According to Fox Business, there have been 12 S&P 500 companies that have cut or suspended their dividends, and that number is expected to increase as earnings season gets underway next week. Boeing, Delta Air Lines, Ford, Macy’s and Occidental Petroleum are among the companies to have already taken action. Other companies like Shell and Exxon Mobil have announced cuts in spending.
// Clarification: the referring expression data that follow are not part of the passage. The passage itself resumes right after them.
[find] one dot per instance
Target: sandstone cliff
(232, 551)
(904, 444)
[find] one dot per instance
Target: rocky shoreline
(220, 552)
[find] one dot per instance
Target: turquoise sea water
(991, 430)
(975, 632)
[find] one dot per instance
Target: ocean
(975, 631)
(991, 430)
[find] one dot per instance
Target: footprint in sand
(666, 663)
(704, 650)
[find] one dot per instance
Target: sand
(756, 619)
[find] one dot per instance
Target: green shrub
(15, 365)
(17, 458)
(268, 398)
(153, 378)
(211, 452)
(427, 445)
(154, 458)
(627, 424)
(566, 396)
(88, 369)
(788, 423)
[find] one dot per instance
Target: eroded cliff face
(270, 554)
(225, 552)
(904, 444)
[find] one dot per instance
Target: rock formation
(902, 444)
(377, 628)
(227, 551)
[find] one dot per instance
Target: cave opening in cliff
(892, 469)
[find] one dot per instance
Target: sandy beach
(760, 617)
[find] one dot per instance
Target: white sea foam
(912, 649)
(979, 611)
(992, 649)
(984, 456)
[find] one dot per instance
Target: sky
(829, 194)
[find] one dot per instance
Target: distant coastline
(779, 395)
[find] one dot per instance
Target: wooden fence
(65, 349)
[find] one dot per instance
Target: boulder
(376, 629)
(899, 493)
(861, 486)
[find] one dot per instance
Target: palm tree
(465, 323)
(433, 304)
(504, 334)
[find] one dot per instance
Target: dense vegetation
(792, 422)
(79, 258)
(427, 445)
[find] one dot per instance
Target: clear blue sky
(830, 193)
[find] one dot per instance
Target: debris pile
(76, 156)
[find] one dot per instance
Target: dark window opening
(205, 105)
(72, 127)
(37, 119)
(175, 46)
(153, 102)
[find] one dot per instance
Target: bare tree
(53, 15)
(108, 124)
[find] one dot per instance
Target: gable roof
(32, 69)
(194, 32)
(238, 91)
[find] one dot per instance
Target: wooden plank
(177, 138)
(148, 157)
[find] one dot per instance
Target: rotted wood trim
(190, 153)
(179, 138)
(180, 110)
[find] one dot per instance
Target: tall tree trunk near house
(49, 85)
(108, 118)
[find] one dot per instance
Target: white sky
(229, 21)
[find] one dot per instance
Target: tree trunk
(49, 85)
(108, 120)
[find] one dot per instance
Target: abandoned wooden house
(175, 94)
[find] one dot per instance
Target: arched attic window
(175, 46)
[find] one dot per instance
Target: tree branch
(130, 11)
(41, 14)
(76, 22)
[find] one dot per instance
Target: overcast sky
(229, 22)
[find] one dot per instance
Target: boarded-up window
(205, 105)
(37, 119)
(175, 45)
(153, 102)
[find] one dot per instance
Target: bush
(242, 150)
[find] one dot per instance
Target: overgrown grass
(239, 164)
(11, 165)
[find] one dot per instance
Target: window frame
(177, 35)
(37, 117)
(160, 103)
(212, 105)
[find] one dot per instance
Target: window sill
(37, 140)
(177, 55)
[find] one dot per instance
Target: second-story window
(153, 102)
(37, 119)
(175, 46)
“The recently passed Coronavirus Aid, Relief and Economic Security (CARES) Act stipulates that any companies that borrow money from the federal government may not repurchase stock, pay a dividend or make any other capital distributions until 12 months after the loan is repaid in full,” wrote Cole Hunter, vice president of U.S. portfolio strategy at Goldman Sachs.
The economic slowdown caused by the pandemic will slash S&P 500 earnings by 33 percent, Goldman says. Such a drop would normally result in dividends falling by 11 percent, but “certain large dividend-paying industries are particularly vulnerable to the economic shock of the coronavirus outbreak and the collapse in crude oil prices,” wrote Hunter.